Publicada: 28/07/2026
terça-feira, 28 de julho de 2026
Fonte: Setor de Comunicação
A safra de soja 2025/2026 apresentou resultados positivos na área atendida pela unidade da Cotriel em Capão do Valo, com média de produtividade entre 55 e 60 sacas por hectare, segundo o técnico agrícola Eliezer Barbosa. Em entrevista, ele avaliou o desempenho por município, explicou limitações para o cultivo de trigo e detalhou recomendações técnicas para proteger o solo e reduzir riscos na próxima safra.
Balanço da safra de verão
De acordo com Eliezer Barbosa, a safra de soja foi, no conjunto, favorável. “A média ficou entre 55 e 60 sacas por hectare, um resultado que permitiu a muitos produtores recuperar parte da capacidade financeira após anos difíceis”, afirmou. O técnico salientou, porém, que houve grande heterogeneidade: “Em Candelária alguns talhões chegaram a 80 ou 90 sacas por hectare. Já em áreas de Rio Pardo tivemos médias inferiores, principalmente por menor disponibilidade de chuva e solos mais arenosos.”
A unidade de Capão do Valo atende uma área com elevada variabilidade de textura de solo e índices pluviométricos, abrangendo trechos de Candelária, Rio Pardo e Cachoeira do Sul. Essa diversidade impõe tratamentos técnicos diferenciados. “Não existe receita única: manejo de fertilidade, práticas de conservação e escolhas de cultivares devem considerar a realidade de cada propriedade”, explicou Eliezer.

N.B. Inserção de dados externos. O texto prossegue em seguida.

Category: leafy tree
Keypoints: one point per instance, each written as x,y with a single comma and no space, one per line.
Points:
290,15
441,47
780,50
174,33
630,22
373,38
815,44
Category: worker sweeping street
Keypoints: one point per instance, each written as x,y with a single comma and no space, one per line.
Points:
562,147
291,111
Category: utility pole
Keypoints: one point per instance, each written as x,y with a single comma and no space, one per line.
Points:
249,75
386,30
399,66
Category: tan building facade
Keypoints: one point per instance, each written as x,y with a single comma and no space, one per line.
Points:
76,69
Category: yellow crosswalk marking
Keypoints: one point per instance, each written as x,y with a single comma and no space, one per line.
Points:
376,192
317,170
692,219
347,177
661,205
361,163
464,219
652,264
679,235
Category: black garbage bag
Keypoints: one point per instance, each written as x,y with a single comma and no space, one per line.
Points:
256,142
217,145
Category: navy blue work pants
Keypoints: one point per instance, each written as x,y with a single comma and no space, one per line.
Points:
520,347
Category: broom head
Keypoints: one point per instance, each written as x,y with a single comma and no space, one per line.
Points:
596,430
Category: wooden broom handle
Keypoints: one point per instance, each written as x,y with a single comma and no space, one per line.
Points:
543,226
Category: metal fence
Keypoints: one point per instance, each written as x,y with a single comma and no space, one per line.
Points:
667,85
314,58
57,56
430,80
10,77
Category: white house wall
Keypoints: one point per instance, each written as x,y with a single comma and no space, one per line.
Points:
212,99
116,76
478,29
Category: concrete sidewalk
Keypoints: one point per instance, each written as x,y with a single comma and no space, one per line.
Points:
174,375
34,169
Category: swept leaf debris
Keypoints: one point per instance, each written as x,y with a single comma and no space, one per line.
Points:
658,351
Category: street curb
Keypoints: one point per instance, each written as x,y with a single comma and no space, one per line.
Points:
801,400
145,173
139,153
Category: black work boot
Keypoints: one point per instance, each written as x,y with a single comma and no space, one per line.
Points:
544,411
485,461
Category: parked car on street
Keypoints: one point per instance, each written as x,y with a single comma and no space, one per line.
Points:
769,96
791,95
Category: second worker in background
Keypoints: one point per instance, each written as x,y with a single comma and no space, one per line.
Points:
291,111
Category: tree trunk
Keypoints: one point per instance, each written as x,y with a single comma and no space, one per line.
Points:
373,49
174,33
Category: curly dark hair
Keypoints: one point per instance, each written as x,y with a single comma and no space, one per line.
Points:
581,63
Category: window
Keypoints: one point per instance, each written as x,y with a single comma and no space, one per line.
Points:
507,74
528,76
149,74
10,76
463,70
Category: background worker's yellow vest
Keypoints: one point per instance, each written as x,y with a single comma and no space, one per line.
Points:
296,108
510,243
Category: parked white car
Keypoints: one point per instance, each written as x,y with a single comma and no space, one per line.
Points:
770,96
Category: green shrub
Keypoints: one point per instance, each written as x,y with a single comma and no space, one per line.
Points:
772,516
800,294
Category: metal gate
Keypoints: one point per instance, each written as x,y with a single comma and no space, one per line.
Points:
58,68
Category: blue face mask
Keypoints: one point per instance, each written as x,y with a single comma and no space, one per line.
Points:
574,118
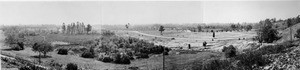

Perspectivas para o inverno: trigo em retração
O cultivo de trigo enfrenta restrições na região. Eliezer observa que a cultura ocupa atualmente menos de 5% da área de atuação da unidade, consequência das características do solo e do alto risco de perdas por excesso de chuva na colheita. “Em muitas áreas, o trigo tem risco elevado de qualidade e perdas físicas, o que desestimula o investimento”, completou.
Canola como alternativa
Diante das limitações do trigo, a canola vem ganhando espaço entre os produtores. A cultura é apontada como alternativa por seu potencial de rentabilidade e por exigir menos em termos de qualidade de grão. “A canola ainda está em fase de adaptação local, mas a expectativa é positiva; muitos produtores estão testando a cultura em áreas estratégicas”, afirmou o técnico.
Recomendações para áreas sem cultivo de inverno
Nas áreas que permanecerão sem safra de inverno, a equipe técnica da Cotriel recomenda manter o solo coberto. As opções incluem plantas de cobertura, semeadura de aveia para produção de grãos ou integração lavoura-pecuária, sempre com manejo que evite compactação do solo. “Manter cobertura é fundamental para controlar erosão, conservar umidade e reduzir a pressão de plantas daninhas”, disse Eliezer.
Controle de plantas daninhas
O manejo de espécies como buva e caruru é destaque nas orientações técnicas. A adoção de estratégias integradas — práticas culturais, químicos quando necessários e rotação de culturas — é indicada para reduzir a população de plantas daninhas e o risco de resistência, além de aliviar a pressão para a próxima safra de soja.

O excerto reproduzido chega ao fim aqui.